Au 30 janvier, il y avait 773 corps dans les morgues des hôpitaux dans et aux alentours de la ville de Goma, dans l’est du Congo, à la suite de l’offensive de cette semaine menée par les rebelles du M23 soutenus par le Rwanda, a annoncé samedi le ministère de la Santé de la République démocratique du Congo.
Les morgues sont surchargées et davantage de corps gisent dans la rue, a indiqué le ministère. Il ajoute que 2 880 blessés ont été enregistrés entre le 26 et le 30 janvier.
Les rebelles du M23 se sont emparés mardi de Goma, la plus grande ville de l’est du Congo et capitale de la province du Nord-Kivu, qui abrite de lucratives mines d’or, de coltan et d’étain.
Ils se sont ensuite dirigés vers Bukavu, au Sud-Kivu, mais ont semblé être retenus vendredi par les troupes congolaises appuyées par l’armée burundaise.
Les organisations humanitaires ont eu du mal à opérer pendant les jours de violents combats qui ont suivi la prise de Goma, soutenant les hôpitaux débordés et apportant des secours dans un contexte de pillage généralisé de leurs entrepôts et de tirs croisés qui ont également affecté leur propre personnel.
Médecins Sans Frontières a déclaré vendredi qu’il ne lui restait plus qu’un petit stock de médicaments et qu’il avait cessé d’aider les personnes vivant dans les camps de déplacés. Le Programme alimentaire mondial a annoncé avoir évacué son personnel et suspendu ses activités.
Il y a une pénurie de fournitures médicales, d’ambulances et de sacs mortuaires, a indiqué le ministère congolais de la Santé, les problèmes de sécurité limitant toujours l’accès à certaines parties de la ville.
La vie quotidienne reprenait provisoirement à Goma samedi après d’intenses combats qui ont conduit à des violations des droits humains, notamment des exécutions sommaires, des bombardements de camps de déplacés, des informations faisant état de viols collectifs et d’autres violences sexuelles, selon l’ONU.
Le M23 a voulu montrer qu’il était capable de rétablir l’ordre et de gouverner. L’électricité et l’eau, coupées pendant plusieurs jours, ont été partiellement rétablies, tandis que les habitants ont été informés que l’école reprendrait et que les personnes déplacées seraient autorisées à rentrer chez elles.

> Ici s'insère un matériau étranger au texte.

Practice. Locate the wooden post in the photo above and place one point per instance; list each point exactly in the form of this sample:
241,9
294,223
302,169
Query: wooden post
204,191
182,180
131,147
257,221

Les combats semblaient s’être arrêtés samedi après le repli de l’armée.
Le leader de la société civile locale, Justin Mulindangabo, a déclaré que l’armée congolaise avait repris les villages de Mukwija, Shanje, Numbi et Nyamasasa ainsi que d’autres localités du territoire de Kalehe, à mi-chemin entre Goma et Bukavu.
Mulindangabo, qui vit à Kavumu, une ville située à 35 km au nord de Bukavu, a déclaré que les habitants reprenaient leur vie quotidienne.
Une autre source de la société civile a déclaré qu’il n’y avait pas eu de combats à Kalehe samedi matin. Un responsable local a déclaré que l’armée avait renforcé sa position à Kalehe et repris plusieurs villages, dont Mukwija, même si les combats se poursuivaient ailleurs.
Vendredi, le président burundais Evariste Ndayishimiye a prévenu qu’il riposterait contre tout empiètement rwandais sur son pays et toute « généralisation » du conflit.